On l’avait quitté sur la narration synthétique de Domesticated (2020). Depuis, ce touche-à-tout n’a pas chômé, enchaînant bandes originales de films et apparitions dans le milieu de la mode, sans compter une participation remarquée à la cérémonie d’ouverture des Jeux paralympiques de Paris, en 2024, avec la Ritournelle qui l’a fait connaître il y a plus de vingt ans. Après une série de projets conceptuels (Sexuality, My God is Blue, L’Aventura…), Sébastien Tellier revient à ses premières amours, embrassant le spectre familier de l’electro-pop.
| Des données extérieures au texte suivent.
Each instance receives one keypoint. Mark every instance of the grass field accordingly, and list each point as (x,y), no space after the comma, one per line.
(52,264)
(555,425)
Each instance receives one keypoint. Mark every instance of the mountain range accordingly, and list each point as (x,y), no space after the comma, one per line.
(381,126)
En ouverture, Kiss the Beast donne le ton. Mêlant basse et claviers dans un chaud-froid évoquant la synth-pop de Depeche Mode, le morceau-titre impose le dialogue des contraires comme fil rouge d’une tracklist tissant compositions introspectives et sonorités festives. Habillé d’effets de reverb et de delay, Naïf de cœur explore le thème de la solitude sur une balade new wave ouvrant l’espace sonore, tandis que guitares saturées et violons néoclassiques se déploient sur le lyrique Mouton, constat désabusé de ce « tendre rêveur » face à l’accueil parfois mitigé que lui réserve le grand public : « J’ai pas de succès, je m’entête / Les gens se fichent de moi ». Plus légère, la cavalcade italo-disco Romantic fait la part belle aux cordes grandiloquentes et synthés rétros avec une flamboyance qui a de quoi séduire les puristes de la French Touch.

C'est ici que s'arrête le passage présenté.